Gemini 1.5 Flash provides the most reliable content while ChatGPT-4o offers the highest readability for patient education on meniscal tears


Çakmur B. B., Koluman A. C., Çiftçi M. U., Aloğlu Çiftçi E., ZİROĞLU N.

Knee Surgery, Sports Traumatology, Arthroscopy, cilt.34, sa.3, ss.1141-1149, 2026 (SCI-Expanded, Scopus) identifier identifier identifier

  • Yayın Türü: Makale / Tam Makale
  • Cilt numarası: 34 Sayı: 3
  • Basım Tarihi: 2026
  • Doi Numarası: 10.1002/ksa.70247
  • Dergi Adı: Knee Surgery, Sports Traumatology, Arthroscopy
  • Derginin Tarandığı İndeksler: Science Citation Index Expanded (SCI-EXPANDED), Scopus, CINAHL, MEDLINE
  • Sayfa Sayıları: ss.1141-1149
  • Anahtar Kelimeler: ChatGPT, DeepSeek, Gemini, large language models, meniscal tear, patient education
  • Acıbadem Mehmet Ali Aydınlar Üniversitesi Adresli: Evet

Özet

Purpose: The aim of this study was to comparatively evaluate the responses generated by three advanced artificial intelligence (AI) models, ChatGPT-4o (OpenAI), Gemini 1.5 Flash (Google) and DeepSeek-V3, to frequently asked patient questions about meniscal tears in terms of reliability, usefulness, quality, and readability. Methods: Responses from three AI chatbots, ChatGPT-4o (OpenAI), Gemini 1.5 Flash (Google) and DeepSeek-V3 (DeepSeek AI), were evaluated for 20 common patient questions regarding meniscal tears. Three orthopaedic specialists independently scored reliability and usefulness on 7-point Likert scales and overall response quality using the 5-point Global Quality Scale.
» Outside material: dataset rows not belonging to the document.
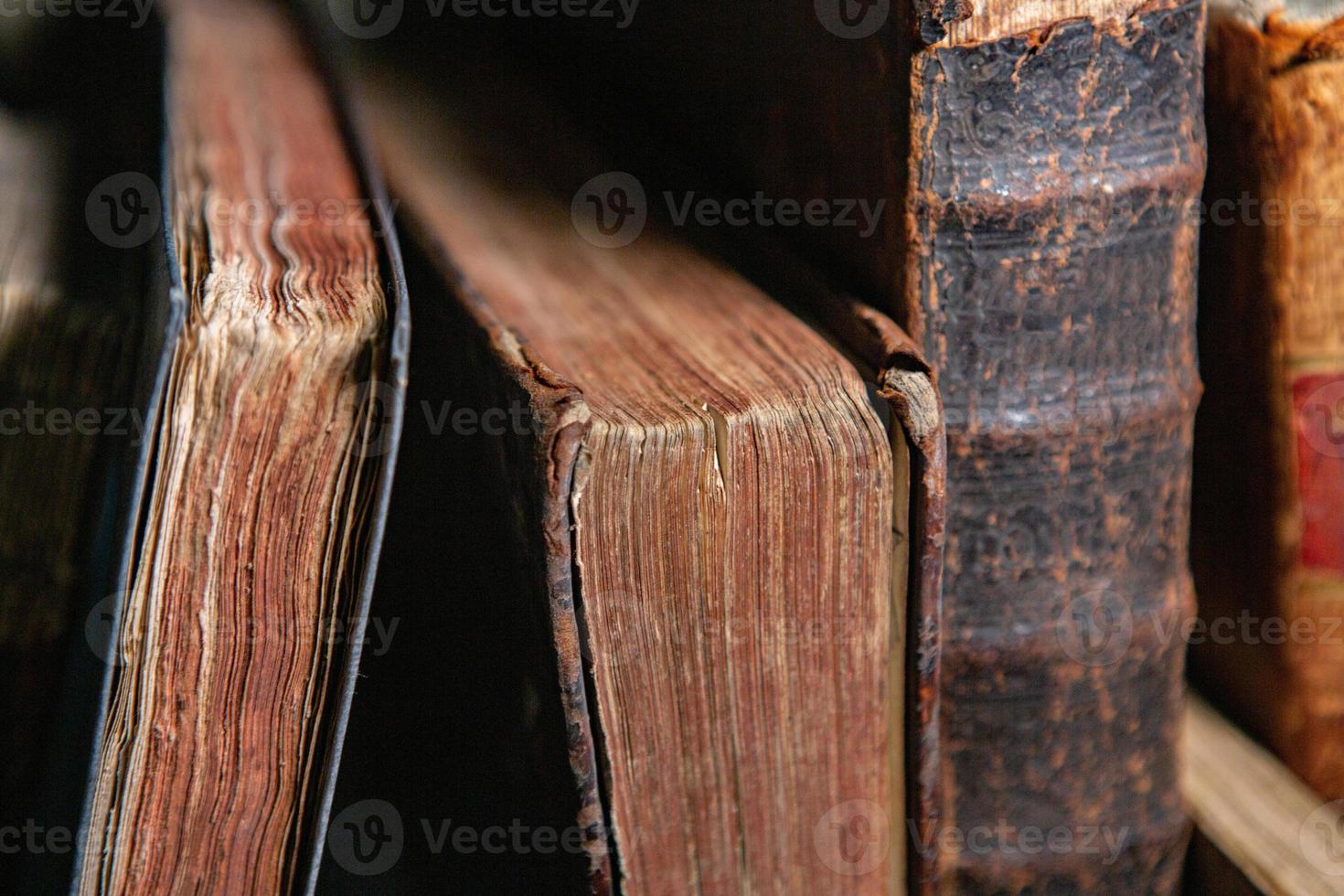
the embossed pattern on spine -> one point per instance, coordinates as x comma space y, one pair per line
1051, 211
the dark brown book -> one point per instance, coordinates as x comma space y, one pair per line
70, 329
240, 618
1038, 166
717, 523
1269, 466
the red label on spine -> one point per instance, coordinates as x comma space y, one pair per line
1318, 404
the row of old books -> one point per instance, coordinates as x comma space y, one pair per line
797, 475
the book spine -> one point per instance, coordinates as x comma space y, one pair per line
1051, 257
1269, 520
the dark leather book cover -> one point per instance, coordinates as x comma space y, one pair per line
1029, 175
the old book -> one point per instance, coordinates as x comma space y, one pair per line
261, 488
1031, 171
1258, 827
706, 524
70, 324
1269, 518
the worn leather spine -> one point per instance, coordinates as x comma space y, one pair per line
1038, 245
1052, 260
1269, 491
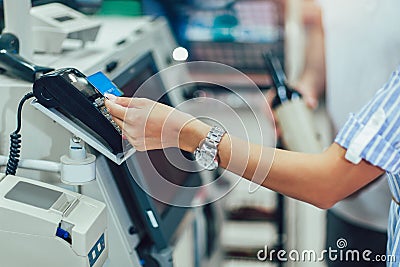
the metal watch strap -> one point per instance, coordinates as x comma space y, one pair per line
207, 152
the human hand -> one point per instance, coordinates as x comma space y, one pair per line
149, 125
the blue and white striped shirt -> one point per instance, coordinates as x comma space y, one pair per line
373, 134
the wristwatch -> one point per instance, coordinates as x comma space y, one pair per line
206, 154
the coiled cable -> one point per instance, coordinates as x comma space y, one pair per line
15, 140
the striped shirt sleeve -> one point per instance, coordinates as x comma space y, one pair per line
373, 134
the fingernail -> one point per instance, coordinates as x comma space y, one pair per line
110, 97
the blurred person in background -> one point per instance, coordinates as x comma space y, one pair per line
352, 48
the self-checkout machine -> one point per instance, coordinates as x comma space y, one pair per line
44, 138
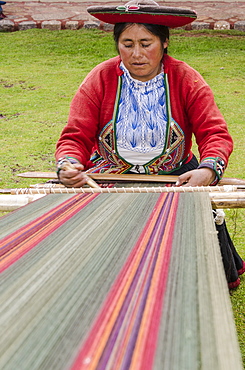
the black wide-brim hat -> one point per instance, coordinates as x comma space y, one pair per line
143, 11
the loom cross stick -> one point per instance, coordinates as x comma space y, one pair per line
127, 177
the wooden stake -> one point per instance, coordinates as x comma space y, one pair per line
127, 177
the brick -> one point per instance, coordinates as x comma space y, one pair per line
51, 25
27, 25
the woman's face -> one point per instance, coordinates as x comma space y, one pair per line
141, 52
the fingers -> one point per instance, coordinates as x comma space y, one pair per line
197, 177
74, 177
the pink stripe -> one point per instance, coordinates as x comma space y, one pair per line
158, 286
14, 247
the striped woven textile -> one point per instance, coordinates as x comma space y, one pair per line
114, 281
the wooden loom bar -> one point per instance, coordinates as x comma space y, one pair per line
155, 189
141, 284
128, 177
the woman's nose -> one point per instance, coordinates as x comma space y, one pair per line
136, 50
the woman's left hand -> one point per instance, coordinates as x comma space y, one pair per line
199, 177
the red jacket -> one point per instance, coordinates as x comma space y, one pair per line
190, 102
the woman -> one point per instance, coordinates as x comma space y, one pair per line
138, 112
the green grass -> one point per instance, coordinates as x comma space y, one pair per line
41, 70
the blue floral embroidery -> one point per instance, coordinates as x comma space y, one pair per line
142, 117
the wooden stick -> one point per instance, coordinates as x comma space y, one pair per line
156, 189
218, 200
127, 177
67, 165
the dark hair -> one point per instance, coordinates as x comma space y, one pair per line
156, 29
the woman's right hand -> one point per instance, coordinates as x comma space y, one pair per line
73, 178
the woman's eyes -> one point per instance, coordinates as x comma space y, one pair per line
143, 46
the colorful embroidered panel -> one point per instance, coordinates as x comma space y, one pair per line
114, 281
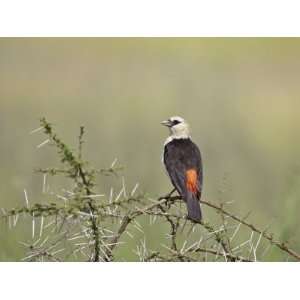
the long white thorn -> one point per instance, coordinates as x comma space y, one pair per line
26, 199
43, 143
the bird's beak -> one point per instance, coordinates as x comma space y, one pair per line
167, 123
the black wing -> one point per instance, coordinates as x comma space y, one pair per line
181, 155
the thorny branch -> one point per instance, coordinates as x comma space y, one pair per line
89, 226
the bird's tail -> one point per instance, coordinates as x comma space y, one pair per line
193, 207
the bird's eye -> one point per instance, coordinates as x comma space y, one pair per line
175, 122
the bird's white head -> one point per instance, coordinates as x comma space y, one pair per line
179, 128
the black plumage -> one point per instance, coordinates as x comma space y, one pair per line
182, 159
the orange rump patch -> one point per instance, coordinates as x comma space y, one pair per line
191, 180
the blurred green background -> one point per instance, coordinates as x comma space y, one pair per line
240, 96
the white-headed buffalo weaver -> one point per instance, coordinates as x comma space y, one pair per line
182, 160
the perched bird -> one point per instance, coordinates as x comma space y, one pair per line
182, 160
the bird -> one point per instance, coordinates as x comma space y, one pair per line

Readability was analysed with six established indices. Inter-rater agreement was examined with intraclass correlation coefficients (ICCs) and Fleiss’ Kappa, while between-model differences were tested using Kruskal–Wallis and ANOVA with Bonferroni adjustment. Results: Gemini 1.5 Flash achieved the highest reliability, significantly outperforming both GPT-4o and DeepSeek-V3 (p = 0.001). While usefulness scores were broadly similar, Gemini was superior to DeepSeek-V3 (p = 0.045). Global Quality Scale scores did not differ significantly among models. In contrast, GPT-4o consistently provided the most readable content (p < 0.001). Inter-rater reliability was excellent across all evaluation domains (ICC > 0.9). Conclusion: All three AI models generated high-quality educational content regarding meniscal tears. Gemini 1.5 Flash demonstrated the highest reliability and usefulness, while GPT-4o provided significantly more readable responses. These findings highlight the trade-off between reliability and readability in AI-generated patient education materials and emphasise the importance of physician oversight to ensure safe, evidence-based integration of these tools into clinical practice. Level of Evidence: Level V, observation-based, expert opinion-based, or in vitro/artificial intelligence model evaluation.